Maar ik weet niet hoe het gaat. Ik weet alleen dat ik elke ochtend de schommel in de tuin zie bewegen in de wind, zonder dat er een kind op zit. Dat ik hun laarsjes nog naast de deur heb staan, in de hoop dat ze binnenkort weer gedragen worden. En dat Henk steeds stiller wordt als ik hem vraag of hij denkt dat ze deze zomer nog komen.

‘Is er iets gebeurd?’ probeer ik voorzichtig. ‘Hebben we iets verkeerd gedaan?’

Aan de andere kant van de lijn blijft het even stil. ‘Nee hoor mam, maak je geen zorgen.’

Maar ik maak me wel zorgen.
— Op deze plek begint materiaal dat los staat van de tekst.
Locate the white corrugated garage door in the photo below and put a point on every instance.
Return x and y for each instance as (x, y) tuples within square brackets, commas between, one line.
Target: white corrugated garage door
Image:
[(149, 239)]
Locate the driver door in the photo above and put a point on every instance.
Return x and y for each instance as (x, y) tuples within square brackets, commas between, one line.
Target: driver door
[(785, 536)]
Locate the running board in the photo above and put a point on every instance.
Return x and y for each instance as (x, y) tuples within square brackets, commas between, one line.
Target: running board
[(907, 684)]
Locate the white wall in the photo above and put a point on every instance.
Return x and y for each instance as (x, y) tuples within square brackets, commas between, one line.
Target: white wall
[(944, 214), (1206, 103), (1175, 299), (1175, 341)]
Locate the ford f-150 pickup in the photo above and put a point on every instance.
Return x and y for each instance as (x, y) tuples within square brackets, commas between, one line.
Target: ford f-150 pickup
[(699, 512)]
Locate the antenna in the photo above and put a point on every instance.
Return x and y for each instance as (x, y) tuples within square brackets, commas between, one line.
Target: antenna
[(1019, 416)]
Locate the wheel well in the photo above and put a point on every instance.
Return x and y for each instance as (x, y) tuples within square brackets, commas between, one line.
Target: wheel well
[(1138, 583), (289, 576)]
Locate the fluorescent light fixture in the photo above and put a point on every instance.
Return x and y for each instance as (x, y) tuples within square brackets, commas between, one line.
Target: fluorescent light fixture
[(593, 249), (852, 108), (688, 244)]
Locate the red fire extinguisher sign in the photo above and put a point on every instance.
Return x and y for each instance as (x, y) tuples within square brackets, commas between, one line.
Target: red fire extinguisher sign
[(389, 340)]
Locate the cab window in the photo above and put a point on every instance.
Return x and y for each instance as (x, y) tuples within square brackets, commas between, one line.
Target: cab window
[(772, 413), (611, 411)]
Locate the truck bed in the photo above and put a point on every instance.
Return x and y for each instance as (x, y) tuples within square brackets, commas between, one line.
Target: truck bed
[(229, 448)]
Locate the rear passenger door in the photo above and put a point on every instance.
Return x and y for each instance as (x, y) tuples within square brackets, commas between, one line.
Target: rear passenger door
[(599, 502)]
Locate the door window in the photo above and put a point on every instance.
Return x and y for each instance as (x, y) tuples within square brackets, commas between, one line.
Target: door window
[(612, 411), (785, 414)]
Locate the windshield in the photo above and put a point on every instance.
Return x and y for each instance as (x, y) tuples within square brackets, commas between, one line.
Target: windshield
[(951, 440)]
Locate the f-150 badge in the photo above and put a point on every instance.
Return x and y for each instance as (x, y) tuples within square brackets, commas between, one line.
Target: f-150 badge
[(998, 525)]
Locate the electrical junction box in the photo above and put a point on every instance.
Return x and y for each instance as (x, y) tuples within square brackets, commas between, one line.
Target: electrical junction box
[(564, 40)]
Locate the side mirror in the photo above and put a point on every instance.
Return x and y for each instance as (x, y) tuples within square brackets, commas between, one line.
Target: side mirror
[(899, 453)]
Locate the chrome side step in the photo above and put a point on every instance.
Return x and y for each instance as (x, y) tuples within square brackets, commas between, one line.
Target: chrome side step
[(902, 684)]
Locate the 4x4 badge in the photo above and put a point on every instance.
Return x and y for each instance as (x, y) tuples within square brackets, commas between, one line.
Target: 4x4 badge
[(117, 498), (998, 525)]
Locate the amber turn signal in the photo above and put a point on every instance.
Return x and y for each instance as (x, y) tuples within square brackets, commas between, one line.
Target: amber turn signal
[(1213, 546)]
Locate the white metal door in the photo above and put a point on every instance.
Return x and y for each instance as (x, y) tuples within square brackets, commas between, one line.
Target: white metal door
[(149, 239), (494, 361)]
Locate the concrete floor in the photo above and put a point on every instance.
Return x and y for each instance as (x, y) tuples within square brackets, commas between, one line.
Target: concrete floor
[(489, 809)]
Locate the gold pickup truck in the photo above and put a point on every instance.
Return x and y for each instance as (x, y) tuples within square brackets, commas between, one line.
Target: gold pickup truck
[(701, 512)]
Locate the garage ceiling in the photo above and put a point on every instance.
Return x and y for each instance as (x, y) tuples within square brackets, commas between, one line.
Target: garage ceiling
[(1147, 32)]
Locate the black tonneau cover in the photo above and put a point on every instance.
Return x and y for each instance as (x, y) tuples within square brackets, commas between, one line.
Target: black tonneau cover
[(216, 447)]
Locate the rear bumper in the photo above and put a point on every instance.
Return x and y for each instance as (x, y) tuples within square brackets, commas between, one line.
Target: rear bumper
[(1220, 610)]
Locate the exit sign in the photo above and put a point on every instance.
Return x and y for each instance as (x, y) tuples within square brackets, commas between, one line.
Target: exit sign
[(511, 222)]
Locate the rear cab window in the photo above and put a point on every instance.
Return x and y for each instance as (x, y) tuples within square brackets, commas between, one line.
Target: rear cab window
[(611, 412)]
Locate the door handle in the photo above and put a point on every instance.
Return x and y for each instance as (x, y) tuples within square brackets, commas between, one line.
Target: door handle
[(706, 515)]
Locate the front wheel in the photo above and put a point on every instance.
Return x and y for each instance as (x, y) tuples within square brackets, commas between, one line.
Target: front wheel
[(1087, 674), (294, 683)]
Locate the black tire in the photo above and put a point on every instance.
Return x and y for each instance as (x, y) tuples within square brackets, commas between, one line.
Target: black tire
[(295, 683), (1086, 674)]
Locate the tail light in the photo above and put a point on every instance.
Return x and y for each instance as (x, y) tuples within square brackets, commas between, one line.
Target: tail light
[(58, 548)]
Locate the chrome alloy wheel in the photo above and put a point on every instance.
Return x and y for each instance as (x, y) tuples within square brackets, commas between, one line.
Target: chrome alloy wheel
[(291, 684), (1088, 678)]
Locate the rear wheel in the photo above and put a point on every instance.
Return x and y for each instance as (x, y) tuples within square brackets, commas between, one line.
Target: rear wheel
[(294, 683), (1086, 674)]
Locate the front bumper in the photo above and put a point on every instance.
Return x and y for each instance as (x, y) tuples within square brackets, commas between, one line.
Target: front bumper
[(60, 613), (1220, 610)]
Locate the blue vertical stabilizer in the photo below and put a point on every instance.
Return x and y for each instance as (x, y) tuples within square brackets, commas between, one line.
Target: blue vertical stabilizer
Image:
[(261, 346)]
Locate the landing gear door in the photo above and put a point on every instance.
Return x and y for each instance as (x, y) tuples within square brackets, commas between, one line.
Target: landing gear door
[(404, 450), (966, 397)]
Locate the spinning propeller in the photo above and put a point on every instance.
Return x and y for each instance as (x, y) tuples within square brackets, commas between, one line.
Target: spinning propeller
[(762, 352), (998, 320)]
Ik voel het in mijn botten: er is iets mis.

Na het telefoongesprek loop ik naar buiten, de regen trotserend. Ik strijk met mijn hand over het natte hout van de schommel. Vorig jaar nog hoorde ik Lotte’s gegiechel hier, haar haren wapperend in de wind terwijl Bram haar duwde. Henk stond te barbecueën en riep: ‘Niet te wild, jongens!’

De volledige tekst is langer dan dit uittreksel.